Symptoms are therefore real, neurological, and involuntary: the brain is functionally “derailed.”
In this context, neuroplasticity plays a central role. These dysfunctional networks can reorganize, and insight into the mechanisms underlying the disorder often constitutes a major therapeutic lever. Understanding that symptoms are real but reversible—and linked to functional brain mechanisms—can shift the patient’s focus of attention, reduce perceived threat, and facilitate the gradual recovery of impaired functions.
That said, even in FND—where functional plasticity is particularly harnessable—recovery is neither instantaneous nor purely voluntary. Insight works because it is embedded in a structured therapeutic process: gradual re-exposure, de-automation of hypercontrol, and sometimes physiotherapy, kinesiology, occupational therapy, or specialized psychotherapy. It is not a simple intellectual realization that alone suffices to “reprogram” the brain.
4. Where Popularization Tends to Exaggerate
This is precisely where certain forms of popularization drift into excess. In the Quebec public sphere, neuroplasticity is sometimes invoked to support:
- motivational discourse,
- pseudo-therapeutic narratives,
- coaching approaches,
- or alternative health practices.
One frequently hears claims such as:
“The brain does not distinguish between imagination and reality.”
“Changing your thoughts directly changes your reality.”
“Limits are neurological illusions.”
These statements draw inspiration from legitimate scientific findings but extrapolate them well beyond what science can support. They conflate brain plasticity with direct voluntary control over the brain and turn a probabilistic, indirect process into an implicit promise of unlimited transformation.
5. Why These Exaggerations Are Problematic
Even when driven by positive intentions, such simplifications can have harmful effects:
- blaming patients who do not recover despite sustained effort;
- legitimizing practices that lack scientific grounding;
- weakening trust in evidence-based care;
- blurring the distinction between therapeutic hope and implicit promise.
Neuroplasticity does not abolish illness, suffering, or disability. It offers real possibilities for change—but these possibilities are variable, unequal, and context-dependent.
6. Toward More Rigorous (and More Human) Popularization
Criticizing these excesses does not amount to denying the power of neuroplasticity. On the contrary, it allows us to respect its full complexity.

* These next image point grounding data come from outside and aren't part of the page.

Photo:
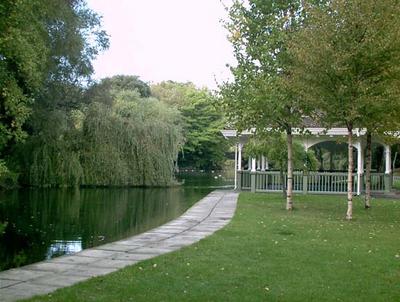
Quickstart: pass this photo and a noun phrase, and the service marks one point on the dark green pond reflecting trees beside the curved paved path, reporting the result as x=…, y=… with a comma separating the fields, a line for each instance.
x=46, y=223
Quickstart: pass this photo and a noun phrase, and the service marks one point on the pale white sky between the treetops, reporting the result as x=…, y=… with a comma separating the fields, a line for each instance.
x=157, y=40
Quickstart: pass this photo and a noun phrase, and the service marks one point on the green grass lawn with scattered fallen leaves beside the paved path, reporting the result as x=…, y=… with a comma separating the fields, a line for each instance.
x=268, y=254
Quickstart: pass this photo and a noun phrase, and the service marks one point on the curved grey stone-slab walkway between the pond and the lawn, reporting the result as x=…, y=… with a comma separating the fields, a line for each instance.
x=207, y=216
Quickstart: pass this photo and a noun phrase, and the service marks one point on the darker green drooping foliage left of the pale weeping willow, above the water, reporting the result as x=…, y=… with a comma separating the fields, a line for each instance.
x=51, y=157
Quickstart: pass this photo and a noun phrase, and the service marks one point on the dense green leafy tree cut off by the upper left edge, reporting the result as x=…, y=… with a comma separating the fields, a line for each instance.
x=23, y=56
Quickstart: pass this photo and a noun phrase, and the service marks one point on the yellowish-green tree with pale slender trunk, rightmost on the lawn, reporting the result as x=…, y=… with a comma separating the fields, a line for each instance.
x=346, y=59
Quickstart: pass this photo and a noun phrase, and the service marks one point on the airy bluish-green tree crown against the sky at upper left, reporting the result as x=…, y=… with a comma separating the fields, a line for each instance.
x=76, y=37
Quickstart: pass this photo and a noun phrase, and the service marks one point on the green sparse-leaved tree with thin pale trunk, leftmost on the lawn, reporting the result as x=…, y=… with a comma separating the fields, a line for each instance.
x=258, y=97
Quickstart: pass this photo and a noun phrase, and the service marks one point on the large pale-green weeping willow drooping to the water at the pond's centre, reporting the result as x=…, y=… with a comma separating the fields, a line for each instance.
x=133, y=142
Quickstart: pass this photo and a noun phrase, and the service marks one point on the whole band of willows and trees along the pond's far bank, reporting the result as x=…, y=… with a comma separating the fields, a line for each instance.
x=119, y=134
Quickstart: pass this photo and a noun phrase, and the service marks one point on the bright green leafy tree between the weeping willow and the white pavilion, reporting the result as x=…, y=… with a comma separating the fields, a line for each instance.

Responsible popularization should:
- clearly distinguish what is demonstrated from what remains hypothetical;
- acknowledge biological and contextual constraints;
- avoid language of promises or miracles;
- avoid placing the full responsibility for change on the individual.
✦ The brain changes throughout life.
✦ Insight can be therapeutic, sometimes decisive.
✦ But brain change is neither automatic nor entirely governed by willpower.
Conclusion
Neuroplasticity is one of the most fascinating concepts in contemporary neuroscience. But when it is turned into a slogan or an ideological tool, it loses its scientific rigor—and sometimes its humanity.
Perhaps the message most faithful to current science would be this:
the brain is capable of change throughout life, sometimes in remarkable ways, but always under constraints. Acknowledging these limits is not a setback—it is a condition for rigor and respect for the people concerned.